Bug #88395 fulltext boolean mode with mecab don't work as manual(builtin parser).
Submitted: 8 Nov 2017 3:41 Modified: 8 Nov 2017 6:23
Reporter: Meiji Kimura Email Updates:
Status: Verified Impact on me:
None 
Category:MySQL Server: FULLTEXT search Severity:S2 (Serious)
Version:5.7, 5.7.20 OS:Any
Assigned to: CPU Architecture:Any
Tags: MeCab

[8 Nov 2017 3:41] Meiji Kimura
Description:
MySQL 5.7 introduce mecab & ngram parser.

But fulltext search with mecab, don't work as manual(=builtin parser).
The manual said as belows, but match "some noise words" with mecab.

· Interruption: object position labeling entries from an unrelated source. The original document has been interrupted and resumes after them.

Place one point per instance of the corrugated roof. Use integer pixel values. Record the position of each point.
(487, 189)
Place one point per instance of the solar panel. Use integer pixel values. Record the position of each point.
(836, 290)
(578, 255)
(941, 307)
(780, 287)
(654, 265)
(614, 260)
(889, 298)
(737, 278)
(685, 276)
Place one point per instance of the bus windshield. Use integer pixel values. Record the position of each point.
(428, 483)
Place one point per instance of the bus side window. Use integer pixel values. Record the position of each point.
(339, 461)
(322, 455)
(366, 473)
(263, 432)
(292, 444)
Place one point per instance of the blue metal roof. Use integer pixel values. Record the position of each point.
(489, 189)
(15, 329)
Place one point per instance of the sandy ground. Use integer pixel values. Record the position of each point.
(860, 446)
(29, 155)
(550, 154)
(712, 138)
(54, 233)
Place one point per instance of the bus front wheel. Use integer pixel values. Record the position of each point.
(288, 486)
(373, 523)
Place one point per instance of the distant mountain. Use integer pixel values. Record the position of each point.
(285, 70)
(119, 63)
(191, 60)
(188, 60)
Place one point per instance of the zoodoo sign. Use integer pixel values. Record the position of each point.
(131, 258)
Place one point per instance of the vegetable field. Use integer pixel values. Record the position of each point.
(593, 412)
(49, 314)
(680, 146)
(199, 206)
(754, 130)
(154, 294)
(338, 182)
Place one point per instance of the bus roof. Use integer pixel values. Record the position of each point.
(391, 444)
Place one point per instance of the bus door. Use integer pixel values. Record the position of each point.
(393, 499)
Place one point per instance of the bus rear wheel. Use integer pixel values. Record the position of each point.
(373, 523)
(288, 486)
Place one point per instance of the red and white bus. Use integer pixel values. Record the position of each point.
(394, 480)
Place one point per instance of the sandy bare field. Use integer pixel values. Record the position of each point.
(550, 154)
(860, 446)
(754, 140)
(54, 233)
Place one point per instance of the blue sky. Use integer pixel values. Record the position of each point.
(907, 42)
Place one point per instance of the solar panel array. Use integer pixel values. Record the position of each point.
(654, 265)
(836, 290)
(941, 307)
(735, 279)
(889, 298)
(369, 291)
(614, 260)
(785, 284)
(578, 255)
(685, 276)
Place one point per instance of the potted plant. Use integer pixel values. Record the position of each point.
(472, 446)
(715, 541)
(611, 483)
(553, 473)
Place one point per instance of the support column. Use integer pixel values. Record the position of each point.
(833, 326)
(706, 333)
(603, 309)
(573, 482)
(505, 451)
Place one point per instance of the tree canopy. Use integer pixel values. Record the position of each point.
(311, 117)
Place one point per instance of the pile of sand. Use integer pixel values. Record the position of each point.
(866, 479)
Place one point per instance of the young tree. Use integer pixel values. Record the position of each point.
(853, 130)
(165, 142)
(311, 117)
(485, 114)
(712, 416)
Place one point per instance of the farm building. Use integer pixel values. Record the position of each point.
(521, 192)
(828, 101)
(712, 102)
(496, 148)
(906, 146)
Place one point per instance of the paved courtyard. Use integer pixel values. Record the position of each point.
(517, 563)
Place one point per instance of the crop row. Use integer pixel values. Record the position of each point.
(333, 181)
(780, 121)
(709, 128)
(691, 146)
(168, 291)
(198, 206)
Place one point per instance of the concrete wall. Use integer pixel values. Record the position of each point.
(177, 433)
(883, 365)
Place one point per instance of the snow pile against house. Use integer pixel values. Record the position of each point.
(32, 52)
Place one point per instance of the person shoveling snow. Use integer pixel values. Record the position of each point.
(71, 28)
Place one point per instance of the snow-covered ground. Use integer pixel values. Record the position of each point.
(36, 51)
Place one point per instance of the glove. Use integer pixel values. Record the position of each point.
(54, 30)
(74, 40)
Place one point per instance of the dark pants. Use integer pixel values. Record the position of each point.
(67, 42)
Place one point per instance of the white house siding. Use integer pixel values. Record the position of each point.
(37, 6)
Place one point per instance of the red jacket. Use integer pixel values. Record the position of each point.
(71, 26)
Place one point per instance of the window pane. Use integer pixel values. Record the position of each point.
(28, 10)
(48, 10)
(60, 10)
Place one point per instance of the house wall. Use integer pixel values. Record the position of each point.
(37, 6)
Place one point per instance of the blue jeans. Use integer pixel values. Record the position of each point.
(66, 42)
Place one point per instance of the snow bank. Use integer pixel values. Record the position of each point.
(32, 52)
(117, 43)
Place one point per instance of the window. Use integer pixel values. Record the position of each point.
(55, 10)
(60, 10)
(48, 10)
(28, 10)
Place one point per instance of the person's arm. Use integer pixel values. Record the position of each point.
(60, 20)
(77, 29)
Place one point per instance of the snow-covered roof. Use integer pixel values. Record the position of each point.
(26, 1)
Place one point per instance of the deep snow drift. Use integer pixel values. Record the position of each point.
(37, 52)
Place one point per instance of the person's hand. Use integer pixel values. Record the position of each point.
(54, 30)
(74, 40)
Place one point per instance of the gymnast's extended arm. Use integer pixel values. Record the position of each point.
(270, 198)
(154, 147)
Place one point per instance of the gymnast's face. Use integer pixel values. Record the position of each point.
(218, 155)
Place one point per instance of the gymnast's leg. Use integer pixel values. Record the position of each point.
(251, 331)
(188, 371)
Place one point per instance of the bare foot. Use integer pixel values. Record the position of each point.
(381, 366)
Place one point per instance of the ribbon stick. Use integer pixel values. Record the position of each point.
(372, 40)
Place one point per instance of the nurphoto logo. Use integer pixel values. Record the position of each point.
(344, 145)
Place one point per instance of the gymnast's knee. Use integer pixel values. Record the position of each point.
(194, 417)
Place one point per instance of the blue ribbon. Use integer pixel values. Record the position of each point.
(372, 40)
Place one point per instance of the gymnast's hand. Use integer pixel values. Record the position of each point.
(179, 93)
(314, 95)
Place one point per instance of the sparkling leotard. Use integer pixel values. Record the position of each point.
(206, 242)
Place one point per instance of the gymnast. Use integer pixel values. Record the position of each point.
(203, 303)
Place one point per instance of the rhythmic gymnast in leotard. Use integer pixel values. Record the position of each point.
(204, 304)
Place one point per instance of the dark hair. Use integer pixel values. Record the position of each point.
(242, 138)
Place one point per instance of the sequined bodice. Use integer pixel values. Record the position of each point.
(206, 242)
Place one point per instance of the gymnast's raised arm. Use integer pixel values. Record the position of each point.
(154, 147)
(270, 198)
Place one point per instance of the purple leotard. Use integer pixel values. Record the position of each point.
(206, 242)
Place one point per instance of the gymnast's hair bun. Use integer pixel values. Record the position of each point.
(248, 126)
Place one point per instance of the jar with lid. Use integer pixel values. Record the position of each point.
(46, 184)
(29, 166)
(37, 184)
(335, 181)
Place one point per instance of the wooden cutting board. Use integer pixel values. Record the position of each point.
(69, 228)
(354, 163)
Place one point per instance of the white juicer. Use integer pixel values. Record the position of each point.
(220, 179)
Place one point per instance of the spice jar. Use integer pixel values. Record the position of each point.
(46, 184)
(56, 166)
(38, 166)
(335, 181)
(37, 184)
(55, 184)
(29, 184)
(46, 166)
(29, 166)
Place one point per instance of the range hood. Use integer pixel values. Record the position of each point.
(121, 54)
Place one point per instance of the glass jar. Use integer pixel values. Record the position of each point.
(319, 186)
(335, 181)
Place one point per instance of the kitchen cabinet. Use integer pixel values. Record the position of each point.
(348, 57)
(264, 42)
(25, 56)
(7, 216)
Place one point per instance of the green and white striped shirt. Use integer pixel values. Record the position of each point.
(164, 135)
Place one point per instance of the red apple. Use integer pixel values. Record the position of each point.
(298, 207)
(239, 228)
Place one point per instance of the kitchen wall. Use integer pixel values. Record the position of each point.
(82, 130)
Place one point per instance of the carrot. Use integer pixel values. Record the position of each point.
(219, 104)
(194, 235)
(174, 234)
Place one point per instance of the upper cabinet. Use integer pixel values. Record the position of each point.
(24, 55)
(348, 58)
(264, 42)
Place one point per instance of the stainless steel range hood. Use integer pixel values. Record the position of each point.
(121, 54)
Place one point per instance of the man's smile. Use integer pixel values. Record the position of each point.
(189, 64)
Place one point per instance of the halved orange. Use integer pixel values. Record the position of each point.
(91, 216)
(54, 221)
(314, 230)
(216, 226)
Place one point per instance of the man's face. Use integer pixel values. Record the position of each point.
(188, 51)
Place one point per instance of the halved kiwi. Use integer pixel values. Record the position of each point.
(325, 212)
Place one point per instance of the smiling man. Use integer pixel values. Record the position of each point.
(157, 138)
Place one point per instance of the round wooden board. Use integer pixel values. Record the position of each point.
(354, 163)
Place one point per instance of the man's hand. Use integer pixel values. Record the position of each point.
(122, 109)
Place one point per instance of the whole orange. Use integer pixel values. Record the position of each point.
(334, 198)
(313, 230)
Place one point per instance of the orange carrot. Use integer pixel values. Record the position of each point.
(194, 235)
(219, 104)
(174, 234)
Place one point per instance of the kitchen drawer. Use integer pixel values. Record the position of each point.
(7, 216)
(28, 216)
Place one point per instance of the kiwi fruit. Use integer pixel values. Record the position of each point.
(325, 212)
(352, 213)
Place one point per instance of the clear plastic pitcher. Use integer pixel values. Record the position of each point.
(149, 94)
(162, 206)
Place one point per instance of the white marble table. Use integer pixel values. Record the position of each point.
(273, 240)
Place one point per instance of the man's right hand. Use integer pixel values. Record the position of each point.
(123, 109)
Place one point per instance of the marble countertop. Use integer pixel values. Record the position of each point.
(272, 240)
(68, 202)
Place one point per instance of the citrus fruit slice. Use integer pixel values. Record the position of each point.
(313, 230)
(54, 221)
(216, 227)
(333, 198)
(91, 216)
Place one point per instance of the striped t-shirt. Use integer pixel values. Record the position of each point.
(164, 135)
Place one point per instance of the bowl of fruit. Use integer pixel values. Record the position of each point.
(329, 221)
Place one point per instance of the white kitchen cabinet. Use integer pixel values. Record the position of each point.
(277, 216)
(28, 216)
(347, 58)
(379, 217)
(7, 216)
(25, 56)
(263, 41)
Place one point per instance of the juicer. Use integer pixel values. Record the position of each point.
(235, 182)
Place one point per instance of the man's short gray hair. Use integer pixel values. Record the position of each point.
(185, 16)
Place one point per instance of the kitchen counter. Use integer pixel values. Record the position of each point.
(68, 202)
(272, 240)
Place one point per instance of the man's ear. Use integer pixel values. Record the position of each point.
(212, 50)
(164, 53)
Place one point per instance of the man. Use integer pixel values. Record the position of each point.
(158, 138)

https://dev.mysql.com/doc/refman/5.7/en/fulltext-boolean.html

 '"some words"'

Find rows that contain the exact phrase “some words” (for example, rows that contain “some words of wisdom” but not “some noise words”). Note that the " characters that enclose the phrase are operator characters that delimit the phrase. They are not the quotation marks that enclose the search string itself. 

How to repeat:
(1) builtin parser works as manual.

drop table if exists `searches`;
CREATE TABLE `searches` (
 `id` bigint(20) unsigned NOT NULL AUTO_INCREMENT,
 `search_description` mediumtext NOT NULL,
 PRIMARY KEY (`id`),
 FULLTEXT KEY `idx_desc` (`search_description`)
) ENGINE=InnoDB DEFAULT CHARSET=utf8mb4;

insert into searches values(1 ,'some words of wisdom'),(2, 'some noise words'),(3, 'some, words of wisdom'),(4, 'words, some people'),(5, 'words, erros from some people');

select id,search_description from searches where match (search_description) against ('"some words"' in boolean mode); 

+----+-----------------------+
| id | search_description    |
+----+-----------------------+
|  1 | some words of wisdom  |
|  3 | some, words of wisdom |
+----+-----------------------+
2 rows in set (0.01 sec)

(2) mecab parser don't work as manual.
drop table if exists `searches2`;
CREATE TABLE `searches2` (
 `id` bigint(20) unsigned NOT NULL AUTO_INCREMENT,
 `search_description` mediumtext NOT NULL,
 PRIMARY KEY (`id`),
 FULLTEXT KEY `idx_desc` (`search_description`) /*!50100 WITH PARSER `mecab` */
) ENGINE=InnoDB DEFAULT CHARSET=utf8mb4;

insert into searches2 values(1 ,'some words of wisdom'),(2, 'some noise words'),(3, 'some, words of wisdom'),(4, 'words, some people'),(5, 'words, erros from some people');

select id,search_description from searches2 where match (search_description) against ('"some words"' in boolean mode); 
+----+-----------------------+
| id | search_description    |
+----+-----------------------+
|  1 | some words of wisdom  |
|  2 | some noise words      |
|  3 | some, words of wisdom |
+----+-----------------------+
3 rows in set (0.02 sec)

Suggested fix:
Modify fulltext search with mecab to keep compatibility.

or describe the difference between builtin and mecab in the manual.
[8 Nov 2017 6:23] Umesh Shastry
Hello Meiji-San,

Thank you for the report.
Verified as described with 5.7.20.

Thanks,
Umesh